In this study, we investigated the mechanism of the inactivated hexene hydrogenation reaction catalyzed by a ruthenium (II) complex containing “N-heterocyclic carbene” (NHC) ligands, specifically SIMes and CBA, using DFT calculations. Our focus was on RuH(OSO₂CF₃)(CO)(SIMes)(CBA), which exhibits excellent catalytic behavior. We tested the B3LYP-D3, cam-B3LYP, and TPSSh functionals. The hydrogenation reaction is initiated by the release of SIMes rather than CBA due to the lower associated dissociation energy. Our findings indicate a reaction mechanism consisting of two consecutive steps, each involving one hydrogen atom migration. The first step, considered as the kinetically limiting transition state, exhibits a Gibbs free activation barrier of 12.9 kcal mol⁻¹. This step involves two asynchronous processes.

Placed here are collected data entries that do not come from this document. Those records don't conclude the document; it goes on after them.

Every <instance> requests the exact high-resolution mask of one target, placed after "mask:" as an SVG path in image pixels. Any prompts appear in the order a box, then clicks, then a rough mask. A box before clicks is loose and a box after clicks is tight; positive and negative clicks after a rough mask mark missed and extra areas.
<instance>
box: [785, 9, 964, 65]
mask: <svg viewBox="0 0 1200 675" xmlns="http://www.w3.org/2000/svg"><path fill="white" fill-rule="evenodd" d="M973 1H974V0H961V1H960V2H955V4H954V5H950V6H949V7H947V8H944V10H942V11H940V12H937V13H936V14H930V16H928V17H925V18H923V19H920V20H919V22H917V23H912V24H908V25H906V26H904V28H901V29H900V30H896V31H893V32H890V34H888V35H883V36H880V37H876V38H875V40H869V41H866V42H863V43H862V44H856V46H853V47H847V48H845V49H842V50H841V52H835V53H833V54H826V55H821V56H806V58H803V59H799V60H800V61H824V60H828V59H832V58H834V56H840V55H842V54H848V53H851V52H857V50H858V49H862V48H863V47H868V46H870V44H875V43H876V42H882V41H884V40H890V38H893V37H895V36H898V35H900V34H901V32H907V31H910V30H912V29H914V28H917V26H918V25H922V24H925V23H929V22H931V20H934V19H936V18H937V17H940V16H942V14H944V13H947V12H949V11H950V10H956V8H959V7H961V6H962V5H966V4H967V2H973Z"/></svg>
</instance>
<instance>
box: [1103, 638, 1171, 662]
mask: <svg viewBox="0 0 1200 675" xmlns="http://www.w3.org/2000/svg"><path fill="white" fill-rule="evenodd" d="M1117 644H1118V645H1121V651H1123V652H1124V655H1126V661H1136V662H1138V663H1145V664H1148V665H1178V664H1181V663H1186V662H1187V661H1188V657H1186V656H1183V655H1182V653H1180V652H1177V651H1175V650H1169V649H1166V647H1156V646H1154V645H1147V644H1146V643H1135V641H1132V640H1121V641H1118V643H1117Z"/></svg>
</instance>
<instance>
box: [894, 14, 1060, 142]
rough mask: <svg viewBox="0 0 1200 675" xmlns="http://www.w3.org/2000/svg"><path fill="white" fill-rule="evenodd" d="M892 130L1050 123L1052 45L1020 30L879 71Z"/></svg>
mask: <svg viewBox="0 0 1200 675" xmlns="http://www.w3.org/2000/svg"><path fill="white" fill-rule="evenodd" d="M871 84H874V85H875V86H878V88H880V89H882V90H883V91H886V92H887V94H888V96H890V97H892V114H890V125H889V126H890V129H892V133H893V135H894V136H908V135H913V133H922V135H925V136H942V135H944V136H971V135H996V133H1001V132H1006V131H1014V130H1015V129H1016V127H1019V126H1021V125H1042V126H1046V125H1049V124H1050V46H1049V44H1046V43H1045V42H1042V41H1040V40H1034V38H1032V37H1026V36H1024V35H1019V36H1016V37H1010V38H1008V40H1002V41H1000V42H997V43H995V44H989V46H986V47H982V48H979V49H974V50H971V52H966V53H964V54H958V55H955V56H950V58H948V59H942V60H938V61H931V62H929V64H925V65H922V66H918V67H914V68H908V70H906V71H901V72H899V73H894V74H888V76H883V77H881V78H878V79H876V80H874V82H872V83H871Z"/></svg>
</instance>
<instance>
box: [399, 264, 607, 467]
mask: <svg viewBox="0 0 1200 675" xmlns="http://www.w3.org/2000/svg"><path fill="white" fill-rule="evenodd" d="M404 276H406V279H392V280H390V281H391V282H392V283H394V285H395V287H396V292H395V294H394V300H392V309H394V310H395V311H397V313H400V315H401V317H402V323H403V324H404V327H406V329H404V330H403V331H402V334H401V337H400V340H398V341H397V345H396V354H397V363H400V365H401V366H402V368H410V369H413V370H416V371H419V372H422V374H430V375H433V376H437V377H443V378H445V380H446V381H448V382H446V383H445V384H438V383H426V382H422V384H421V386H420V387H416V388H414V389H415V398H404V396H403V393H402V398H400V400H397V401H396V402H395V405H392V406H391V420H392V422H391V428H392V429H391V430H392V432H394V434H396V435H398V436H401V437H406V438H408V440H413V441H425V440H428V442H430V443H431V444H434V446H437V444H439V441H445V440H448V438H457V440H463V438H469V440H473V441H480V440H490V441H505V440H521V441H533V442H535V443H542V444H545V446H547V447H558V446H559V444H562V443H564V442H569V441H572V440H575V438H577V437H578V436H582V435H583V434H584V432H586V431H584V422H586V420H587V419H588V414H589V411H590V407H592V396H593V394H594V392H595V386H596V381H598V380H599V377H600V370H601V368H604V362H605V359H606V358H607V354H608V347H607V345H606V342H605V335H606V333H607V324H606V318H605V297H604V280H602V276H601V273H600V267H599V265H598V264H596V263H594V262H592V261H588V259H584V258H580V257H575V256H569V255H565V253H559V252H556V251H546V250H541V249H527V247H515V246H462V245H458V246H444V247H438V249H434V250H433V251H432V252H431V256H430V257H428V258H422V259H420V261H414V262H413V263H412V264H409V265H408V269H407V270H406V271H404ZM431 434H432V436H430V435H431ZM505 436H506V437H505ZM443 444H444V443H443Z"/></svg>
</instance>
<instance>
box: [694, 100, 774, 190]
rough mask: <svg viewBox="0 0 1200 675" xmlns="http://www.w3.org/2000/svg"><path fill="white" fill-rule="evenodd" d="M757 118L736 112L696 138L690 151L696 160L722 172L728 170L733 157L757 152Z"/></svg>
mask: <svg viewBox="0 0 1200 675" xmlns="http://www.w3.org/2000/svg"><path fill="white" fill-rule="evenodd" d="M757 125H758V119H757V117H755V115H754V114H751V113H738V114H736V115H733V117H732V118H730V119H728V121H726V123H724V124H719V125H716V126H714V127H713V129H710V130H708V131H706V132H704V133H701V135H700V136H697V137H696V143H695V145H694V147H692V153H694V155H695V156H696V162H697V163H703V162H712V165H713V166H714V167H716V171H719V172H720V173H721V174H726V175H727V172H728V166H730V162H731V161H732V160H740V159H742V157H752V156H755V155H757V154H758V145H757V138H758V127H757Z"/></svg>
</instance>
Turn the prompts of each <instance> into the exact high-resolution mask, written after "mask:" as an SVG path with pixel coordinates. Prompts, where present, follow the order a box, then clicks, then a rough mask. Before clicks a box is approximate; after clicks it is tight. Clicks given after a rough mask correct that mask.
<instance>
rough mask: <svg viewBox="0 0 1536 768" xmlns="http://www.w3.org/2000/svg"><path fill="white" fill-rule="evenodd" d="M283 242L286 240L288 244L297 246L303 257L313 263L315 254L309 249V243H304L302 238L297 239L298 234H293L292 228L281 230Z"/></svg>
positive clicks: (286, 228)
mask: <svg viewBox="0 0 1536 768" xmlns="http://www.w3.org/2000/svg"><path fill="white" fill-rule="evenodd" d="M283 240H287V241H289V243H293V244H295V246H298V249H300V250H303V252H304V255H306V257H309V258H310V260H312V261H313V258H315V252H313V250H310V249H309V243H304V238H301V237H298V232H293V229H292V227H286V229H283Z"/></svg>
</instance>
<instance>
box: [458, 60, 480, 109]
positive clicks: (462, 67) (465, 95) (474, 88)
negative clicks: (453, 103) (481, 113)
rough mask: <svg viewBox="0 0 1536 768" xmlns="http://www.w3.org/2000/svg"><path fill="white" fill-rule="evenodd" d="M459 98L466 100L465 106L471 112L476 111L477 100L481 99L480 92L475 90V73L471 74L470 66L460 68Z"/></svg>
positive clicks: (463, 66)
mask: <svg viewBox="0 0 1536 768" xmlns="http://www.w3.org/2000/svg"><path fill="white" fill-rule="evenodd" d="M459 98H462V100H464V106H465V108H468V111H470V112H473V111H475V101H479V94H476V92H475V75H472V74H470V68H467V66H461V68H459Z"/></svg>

The first one describes the migration of the ruthenium hydride to the internal carbon of the olefine function, transitioning from π to σ coordination mode, which promotes the formation of a bond between ruthenium and the terminal olefinic carbon. The second process involves the oxidation of ruthenium from Ru(II) to Ru(IV). This oxidation is crucial as it enables the decomposition of the H₂ molecule into two hydrogen atoms bonded to the ruthenium atom. The geometrical structures of the Hidden Reaction Intermediate Ru(II) complex and the quasi-transition state of the second process have been determined by means of the RIRC technique. The second step entails the migration of one of the newly formed hydrides of the Ru(IV) complex to the terminal olefinic carbon, resulting in the release of hexane with a weak activation Gibbs free energy of .8 kcal mol⁻¹. Lastly, we explored the use of dichloromethane as a solvent, considering the PCM model. The presence of the solvent significantly decreases the energy dissociation of SIMes from 17.9 to 9.0 kcal mol⁻¹, providing notable benefits.